Re: Developing Participation Policy (full-version, not guidelines) Timing?
From: Sharon Villines (
Date: Tue, 11 Sep 2007 04:49:53 -0700 (PDT)

On Sep 11, 2007, at 2:27 AM, Scott Bentley wrote:

As I'm putting the agenda together for the meeting, the question came up--is it too soon to work on the participation policy, as construction has not quite begun, so we're a year or so away from move in.

As soon as you have a group, you have participation expectations-- spoken or unspoken. Being open about them from the beginning will be of great value down the road. Cohousing is not cheaper than other housing, and it is far more expensive in time requirements. People want to produce better home designs and a fuller community life, but that means more participation. Someone has to do the work.

In all those wonderful neighborhoods we remember as children, there were stay at home moms and dads who got home at 5:30. Kids walked to school and came home for lunch.

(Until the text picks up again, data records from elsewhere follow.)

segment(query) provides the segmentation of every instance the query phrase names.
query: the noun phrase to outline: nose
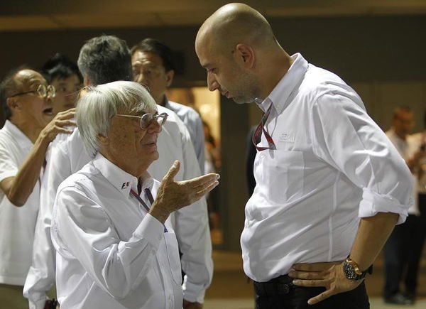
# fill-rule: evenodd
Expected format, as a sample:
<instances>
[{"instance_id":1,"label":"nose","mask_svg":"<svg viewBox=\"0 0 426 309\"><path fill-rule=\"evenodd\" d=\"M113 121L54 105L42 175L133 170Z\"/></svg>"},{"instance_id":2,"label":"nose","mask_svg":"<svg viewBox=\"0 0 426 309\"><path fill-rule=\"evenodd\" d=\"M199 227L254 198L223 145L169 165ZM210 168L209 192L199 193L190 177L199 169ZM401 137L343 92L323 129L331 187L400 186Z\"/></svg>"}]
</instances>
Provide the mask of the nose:
<instances>
[{"instance_id":1,"label":"nose","mask_svg":"<svg viewBox=\"0 0 426 309\"><path fill-rule=\"evenodd\" d=\"M136 76L135 82L138 82L139 84L145 84L145 78L143 78L143 73L142 72L138 72L138 75Z\"/></svg>"},{"instance_id":2,"label":"nose","mask_svg":"<svg viewBox=\"0 0 426 309\"><path fill-rule=\"evenodd\" d=\"M213 75L210 72L207 72L207 87L210 91L214 91L219 89L219 83Z\"/></svg>"},{"instance_id":3,"label":"nose","mask_svg":"<svg viewBox=\"0 0 426 309\"><path fill-rule=\"evenodd\" d=\"M158 122L157 122L156 120L153 120L151 124L149 124L148 127L147 128L146 131L148 133L150 134L153 134L153 133L160 133L161 132L161 125L160 124L158 124Z\"/></svg>"}]
</instances>

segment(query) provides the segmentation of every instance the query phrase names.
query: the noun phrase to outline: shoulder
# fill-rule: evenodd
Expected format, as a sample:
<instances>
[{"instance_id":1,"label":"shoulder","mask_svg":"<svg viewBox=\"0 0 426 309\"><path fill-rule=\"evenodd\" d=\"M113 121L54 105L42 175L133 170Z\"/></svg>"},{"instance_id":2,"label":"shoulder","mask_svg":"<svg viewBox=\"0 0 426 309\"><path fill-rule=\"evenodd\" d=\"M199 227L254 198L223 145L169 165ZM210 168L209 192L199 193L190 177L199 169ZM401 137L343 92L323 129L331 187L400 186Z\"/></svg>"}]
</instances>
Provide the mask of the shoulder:
<instances>
[{"instance_id":1,"label":"shoulder","mask_svg":"<svg viewBox=\"0 0 426 309\"><path fill-rule=\"evenodd\" d=\"M84 190L89 187L89 184L93 183L93 178L99 173L92 164L92 161L86 164L77 173L68 176L58 187L58 192L67 190L69 188L75 188Z\"/></svg>"}]
</instances>

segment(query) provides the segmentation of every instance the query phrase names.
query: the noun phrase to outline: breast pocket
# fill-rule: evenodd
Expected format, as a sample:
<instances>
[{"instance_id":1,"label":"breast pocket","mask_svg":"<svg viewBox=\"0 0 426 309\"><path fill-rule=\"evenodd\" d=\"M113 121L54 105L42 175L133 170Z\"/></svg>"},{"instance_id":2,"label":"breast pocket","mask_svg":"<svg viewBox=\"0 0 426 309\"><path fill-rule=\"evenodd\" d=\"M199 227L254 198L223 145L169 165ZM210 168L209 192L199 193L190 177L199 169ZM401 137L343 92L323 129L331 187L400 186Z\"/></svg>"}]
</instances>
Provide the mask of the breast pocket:
<instances>
[{"instance_id":1,"label":"breast pocket","mask_svg":"<svg viewBox=\"0 0 426 309\"><path fill-rule=\"evenodd\" d=\"M255 173L259 190L272 202L289 202L303 195L302 151L265 151L256 156ZM257 189L257 187L256 187Z\"/></svg>"},{"instance_id":2,"label":"breast pocket","mask_svg":"<svg viewBox=\"0 0 426 309\"><path fill-rule=\"evenodd\" d=\"M175 283L178 286L182 285L182 270L180 266L180 259L179 257L179 247L178 240L175 233L168 232L164 234L165 240L165 249L167 250L167 257L168 259L170 271Z\"/></svg>"}]
</instances>

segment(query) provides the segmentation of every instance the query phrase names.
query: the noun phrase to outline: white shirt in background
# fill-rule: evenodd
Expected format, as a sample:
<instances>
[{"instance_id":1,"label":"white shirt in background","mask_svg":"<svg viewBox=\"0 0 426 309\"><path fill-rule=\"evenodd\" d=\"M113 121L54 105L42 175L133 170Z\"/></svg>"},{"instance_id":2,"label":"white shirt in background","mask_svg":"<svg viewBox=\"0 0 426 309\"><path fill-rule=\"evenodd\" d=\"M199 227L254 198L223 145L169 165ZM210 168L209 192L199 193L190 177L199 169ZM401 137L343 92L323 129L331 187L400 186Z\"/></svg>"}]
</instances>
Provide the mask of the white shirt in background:
<instances>
[{"instance_id":1,"label":"white shirt in background","mask_svg":"<svg viewBox=\"0 0 426 309\"><path fill-rule=\"evenodd\" d=\"M191 141L192 141L192 145L194 145L194 150L195 151L195 156L197 156L197 159L198 160L201 173L204 174L204 135L201 116L192 107L173 101L169 101L165 97L164 99L164 107L175 112L188 129L191 136Z\"/></svg>"},{"instance_id":2,"label":"white shirt in background","mask_svg":"<svg viewBox=\"0 0 426 309\"><path fill-rule=\"evenodd\" d=\"M9 120L0 130L0 181L16 175L33 144ZM43 171L40 171L40 176ZM23 286L31 264L40 181L21 207L0 190L0 283Z\"/></svg>"},{"instance_id":3,"label":"white shirt in background","mask_svg":"<svg viewBox=\"0 0 426 309\"><path fill-rule=\"evenodd\" d=\"M300 54L292 58L260 104L273 104L266 127L277 150L256 154L241 238L244 271L259 282L296 263L344 260L359 218L391 212L403 222L411 192L405 162L355 91Z\"/></svg>"}]
</instances>

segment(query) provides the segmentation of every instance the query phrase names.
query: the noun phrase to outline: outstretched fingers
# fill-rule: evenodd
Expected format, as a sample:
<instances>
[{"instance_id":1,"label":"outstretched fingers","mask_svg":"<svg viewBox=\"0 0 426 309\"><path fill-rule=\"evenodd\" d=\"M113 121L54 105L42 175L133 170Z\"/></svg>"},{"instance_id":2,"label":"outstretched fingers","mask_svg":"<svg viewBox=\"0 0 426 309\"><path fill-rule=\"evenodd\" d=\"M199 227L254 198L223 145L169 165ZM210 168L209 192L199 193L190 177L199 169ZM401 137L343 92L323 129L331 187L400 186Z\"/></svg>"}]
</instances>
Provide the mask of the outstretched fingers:
<instances>
[{"instance_id":1,"label":"outstretched fingers","mask_svg":"<svg viewBox=\"0 0 426 309\"><path fill-rule=\"evenodd\" d=\"M175 161L173 165L169 168L168 172L165 174L165 176L163 178L163 182L173 181L175 176L179 173L180 169L180 162L178 160Z\"/></svg>"},{"instance_id":2,"label":"outstretched fingers","mask_svg":"<svg viewBox=\"0 0 426 309\"><path fill-rule=\"evenodd\" d=\"M185 183L186 185L188 185L192 189L197 191L203 190L205 187L209 185L219 178L220 178L220 175L219 174L209 173L186 180L182 183Z\"/></svg>"}]
</instances>

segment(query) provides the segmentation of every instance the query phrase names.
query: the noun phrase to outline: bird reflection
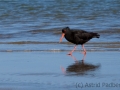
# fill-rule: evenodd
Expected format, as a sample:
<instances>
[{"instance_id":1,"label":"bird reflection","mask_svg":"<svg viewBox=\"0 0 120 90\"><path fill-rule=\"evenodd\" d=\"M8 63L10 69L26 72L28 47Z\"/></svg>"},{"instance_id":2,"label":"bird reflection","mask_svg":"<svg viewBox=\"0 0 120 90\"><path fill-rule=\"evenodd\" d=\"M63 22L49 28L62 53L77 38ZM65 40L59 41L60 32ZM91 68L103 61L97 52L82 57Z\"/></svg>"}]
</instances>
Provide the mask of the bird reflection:
<instances>
[{"instance_id":1,"label":"bird reflection","mask_svg":"<svg viewBox=\"0 0 120 90\"><path fill-rule=\"evenodd\" d=\"M64 72L64 74L66 75L87 75L90 74L89 72L95 71L100 67L100 65L85 63L85 55L83 56L82 60L77 60L72 55L71 57L75 61L75 63L69 65L66 70L62 67L62 72Z\"/></svg>"}]
</instances>

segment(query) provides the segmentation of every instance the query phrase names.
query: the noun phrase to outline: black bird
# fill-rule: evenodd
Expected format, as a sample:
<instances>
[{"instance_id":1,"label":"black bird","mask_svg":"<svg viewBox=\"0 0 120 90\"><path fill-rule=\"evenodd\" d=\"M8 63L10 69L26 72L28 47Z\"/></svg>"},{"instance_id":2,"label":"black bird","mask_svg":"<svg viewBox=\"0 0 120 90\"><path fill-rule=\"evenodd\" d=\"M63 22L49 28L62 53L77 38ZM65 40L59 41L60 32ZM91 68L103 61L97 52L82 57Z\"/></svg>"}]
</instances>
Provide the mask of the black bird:
<instances>
[{"instance_id":1,"label":"black bird","mask_svg":"<svg viewBox=\"0 0 120 90\"><path fill-rule=\"evenodd\" d=\"M86 55L86 50L84 48L84 44L92 38L100 37L100 35L98 33L87 32L84 30L71 30L69 27L65 27L62 29L62 36L60 38L60 42L62 41L64 36L69 42L76 44L74 49L68 55L72 55L72 53L76 49L77 45L79 45L79 44L82 45L83 54Z\"/></svg>"}]
</instances>

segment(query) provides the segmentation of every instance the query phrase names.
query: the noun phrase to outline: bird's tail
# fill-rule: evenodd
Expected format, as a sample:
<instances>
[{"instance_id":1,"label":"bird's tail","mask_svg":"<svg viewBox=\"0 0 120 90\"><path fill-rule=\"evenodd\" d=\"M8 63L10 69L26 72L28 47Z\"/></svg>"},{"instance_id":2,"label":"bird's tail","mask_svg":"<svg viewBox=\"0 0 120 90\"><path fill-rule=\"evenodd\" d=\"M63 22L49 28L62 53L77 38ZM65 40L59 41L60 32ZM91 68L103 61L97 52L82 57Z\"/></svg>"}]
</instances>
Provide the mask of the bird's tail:
<instances>
[{"instance_id":1,"label":"bird's tail","mask_svg":"<svg viewBox=\"0 0 120 90\"><path fill-rule=\"evenodd\" d=\"M100 35L98 33L92 33L92 35L93 35L94 38L99 38L100 37Z\"/></svg>"}]
</instances>

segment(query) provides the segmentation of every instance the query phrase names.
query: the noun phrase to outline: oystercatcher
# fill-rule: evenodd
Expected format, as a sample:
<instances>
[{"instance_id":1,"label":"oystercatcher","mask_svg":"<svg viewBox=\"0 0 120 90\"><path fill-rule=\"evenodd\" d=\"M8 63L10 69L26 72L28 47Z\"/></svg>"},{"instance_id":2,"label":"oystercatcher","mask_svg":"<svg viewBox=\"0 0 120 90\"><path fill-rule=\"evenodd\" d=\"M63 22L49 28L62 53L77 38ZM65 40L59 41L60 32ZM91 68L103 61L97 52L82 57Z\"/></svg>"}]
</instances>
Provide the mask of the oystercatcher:
<instances>
[{"instance_id":1,"label":"oystercatcher","mask_svg":"<svg viewBox=\"0 0 120 90\"><path fill-rule=\"evenodd\" d=\"M62 29L62 36L61 36L59 42L62 41L64 36L65 36L66 40L68 40L69 42L71 42L73 44L76 44L74 46L74 49L71 52L69 52L68 55L72 55L74 50L76 50L77 45L79 45L79 44L82 45L83 54L86 55L86 50L84 48L84 44L92 38L100 37L100 35L98 33L87 32L84 30L71 30L69 27L65 27Z\"/></svg>"}]
</instances>

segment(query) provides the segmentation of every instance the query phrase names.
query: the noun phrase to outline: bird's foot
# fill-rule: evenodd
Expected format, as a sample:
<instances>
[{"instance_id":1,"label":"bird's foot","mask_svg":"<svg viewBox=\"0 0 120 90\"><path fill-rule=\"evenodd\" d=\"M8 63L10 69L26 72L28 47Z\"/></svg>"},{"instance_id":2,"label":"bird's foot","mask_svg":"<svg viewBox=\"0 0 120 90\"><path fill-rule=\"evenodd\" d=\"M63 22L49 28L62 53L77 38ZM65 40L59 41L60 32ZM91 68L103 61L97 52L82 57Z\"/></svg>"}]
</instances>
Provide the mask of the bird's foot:
<instances>
[{"instance_id":1,"label":"bird's foot","mask_svg":"<svg viewBox=\"0 0 120 90\"><path fill-rule=\"evenodd\" d=\"M83 51L82 54L86 55L86 51Z\"/></svg>"},{"instance_id":2,"label":"bird's foot","mask_svg":"<svg viewBox=\"0 0 120 90\"><path fill-rule=\"evenodd\" d=\"M67 55L70 55L70 56L72 56L72 53L68 53Z\"/></svg>"}]
</instances>

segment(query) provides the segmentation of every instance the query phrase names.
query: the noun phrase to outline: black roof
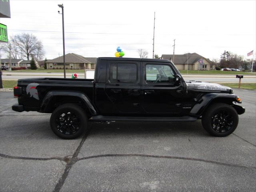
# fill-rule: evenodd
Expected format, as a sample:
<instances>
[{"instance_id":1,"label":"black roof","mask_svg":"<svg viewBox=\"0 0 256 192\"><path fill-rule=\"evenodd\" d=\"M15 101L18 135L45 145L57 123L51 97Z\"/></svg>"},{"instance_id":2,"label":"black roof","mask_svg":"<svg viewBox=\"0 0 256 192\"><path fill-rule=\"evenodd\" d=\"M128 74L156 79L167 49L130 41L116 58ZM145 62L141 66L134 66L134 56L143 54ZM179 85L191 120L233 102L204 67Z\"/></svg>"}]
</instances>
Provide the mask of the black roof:
<instances>
[{"instance_id":1,"label":"black roof","mask_svg":"<svg viewBox=\"0 0 256 192\"><path fill-rule=\"evenodd\" d=\"M147 62L162 62L170 63L169 60L159 59L148 59L144 58L129 58L127 57L98 57L98 59L102 60L116 60L117 61L136 61Z\"/></svg>"}]
</instances>

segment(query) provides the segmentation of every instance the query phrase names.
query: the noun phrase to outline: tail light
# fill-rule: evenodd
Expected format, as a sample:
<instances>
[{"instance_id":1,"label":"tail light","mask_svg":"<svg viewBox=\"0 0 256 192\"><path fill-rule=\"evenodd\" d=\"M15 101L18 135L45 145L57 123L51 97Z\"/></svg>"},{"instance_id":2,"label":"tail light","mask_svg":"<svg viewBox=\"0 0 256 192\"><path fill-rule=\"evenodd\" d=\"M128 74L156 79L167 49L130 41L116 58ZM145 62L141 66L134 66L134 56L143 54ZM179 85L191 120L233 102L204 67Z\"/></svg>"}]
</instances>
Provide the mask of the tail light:
<instances>
[{"instance_id":1,"label":"tail light","mask_svg":"<svg viewBox=\"0 0 256 192\"><path fill-rule=\"evenodd\" d=\"M18 97L22 94L22 88L15 86L13 88L13 93L14 97Z\"/></svg>"}]
</instances>

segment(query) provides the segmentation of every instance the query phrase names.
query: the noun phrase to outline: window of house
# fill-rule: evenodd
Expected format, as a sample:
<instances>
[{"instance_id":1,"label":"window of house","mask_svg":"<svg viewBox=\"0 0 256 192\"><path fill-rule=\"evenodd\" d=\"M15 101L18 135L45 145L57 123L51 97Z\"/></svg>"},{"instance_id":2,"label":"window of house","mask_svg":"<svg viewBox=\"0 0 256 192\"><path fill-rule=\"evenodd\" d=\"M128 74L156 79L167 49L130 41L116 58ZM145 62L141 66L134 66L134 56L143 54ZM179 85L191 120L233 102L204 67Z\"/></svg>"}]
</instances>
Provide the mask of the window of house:
<instances>
[{"instance_id":1,"label":"window of house","mask_svg":"<svg viewBox=\"0 0 256 192\"><path fill-rule=\"evenodd\" d=\"M169 83L169 79L174 81L174 73L168 65L147 64L146 71L147 82Z\"/></svg>"},{"instance_id":2,"label":"window of house","mask_svg":"<svg viewBox=\"0 0 256 192\"><path fill-rule=\"evenodd\" d=\"M112 82L134 83L137 81L137 65L131 63L112 63L109 80Z\"/></svg>"}]
</instances>

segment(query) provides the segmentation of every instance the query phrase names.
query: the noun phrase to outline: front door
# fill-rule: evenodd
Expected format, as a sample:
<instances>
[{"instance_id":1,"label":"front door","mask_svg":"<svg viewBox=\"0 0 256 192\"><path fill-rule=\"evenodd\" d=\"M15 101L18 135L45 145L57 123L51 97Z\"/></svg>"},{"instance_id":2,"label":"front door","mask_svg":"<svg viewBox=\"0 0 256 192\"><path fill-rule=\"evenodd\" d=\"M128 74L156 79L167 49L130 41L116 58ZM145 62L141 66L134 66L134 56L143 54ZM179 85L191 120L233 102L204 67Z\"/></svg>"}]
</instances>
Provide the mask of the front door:
<instances>
[{"instance_id":1,"label":"front door","mask_svg":"<svg viewBox=\"0 0 256 192\"><path fill-rule=\"evenodd\" d=\"M110 60L108 66L106 92L113 104L112 112L140 113L140 62Z\"/></svg>"},{"instance_id":2,"label":"front door","mask_svg":"<svg viewBox=\"0 0 256 192\"><path fill-rule=\"evenodd\" d=\"M142 64L142 105L148 114L166 115L180 113L182 87L174 82L176 74L166 63Z\"/></svg>"}]
</instances>

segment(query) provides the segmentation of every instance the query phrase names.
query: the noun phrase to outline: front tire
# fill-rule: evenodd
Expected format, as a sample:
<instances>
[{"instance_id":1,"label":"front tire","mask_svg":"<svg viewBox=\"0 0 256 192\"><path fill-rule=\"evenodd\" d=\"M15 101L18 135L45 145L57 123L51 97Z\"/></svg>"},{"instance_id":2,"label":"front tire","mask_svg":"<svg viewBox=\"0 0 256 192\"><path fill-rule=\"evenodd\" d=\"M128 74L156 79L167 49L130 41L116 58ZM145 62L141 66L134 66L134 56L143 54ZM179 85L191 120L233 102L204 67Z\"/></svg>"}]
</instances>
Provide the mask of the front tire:
<instances>
[{"instance_id":1,"label":"front tire","mask_svg":"<svg viewBox=\"0 0 256 192\"><path fill-rule=\"evenodd\" d=\"M64 104L52 112L50 124L56 135L62 139L73 139L80 136L86 130L87 116L77 105Z\"/></svg>"},{"instance_id":2,"label":"front tire","mask_svg":"<svg viewBox=\"0 0 256 192\"><path fill-rule=\"evenodd\" d=\"M232 106L225 103L216 103L204 113L202 123L204 129L211 135L224 137L236 130L238 116Z\"/></svg>"}]
</instances>

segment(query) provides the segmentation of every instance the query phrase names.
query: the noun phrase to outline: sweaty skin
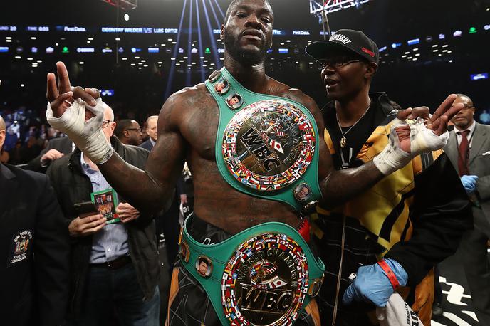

There were a lot more bodies around who created that community. And they were at home -- not traveling around the world several weeks of the year.

A major problem will be that _many_ members will have not a clue about how much work this is going to be. You don't want to have 2-3 people burned out and embittered before you even move in.

One way to approach thinking about participation is when planning facilities to also plan the work it will take to keep them running. Don't include any room or service that a member is not willing to step up and say I'll be responsible for that for at least 5 years, or people are not willing to pay to maintain. The exercise room has to be cleaned and put back in order. The office will become a dumping ground for flip charts and chairs unless someone keeps it tidy. The computer will have to be maintained.

I don't believe that community members have to do all the work themselves in order to have a community but few people will be willing to both pay more and work more.

If you have a community in which 50% of the residents work 9-7 jobs, for example, don't even get home until 9:00, and want to travel on weekends, you need to plan for that. They are not going to be doing workdays or staying home to let repair people into the commonhouse. How do they participate?

We have one member whose idea of community is that she travels most months of the year, often a year at a time, and comes home to a wonderful community. When she comes home she sometimes shows a slide show of her travels. That's all. Is that your idea of community? Or participation? The grass is still growing even when she is in Africa. Someone still has to deal with the roof over her head and the siding on her unit.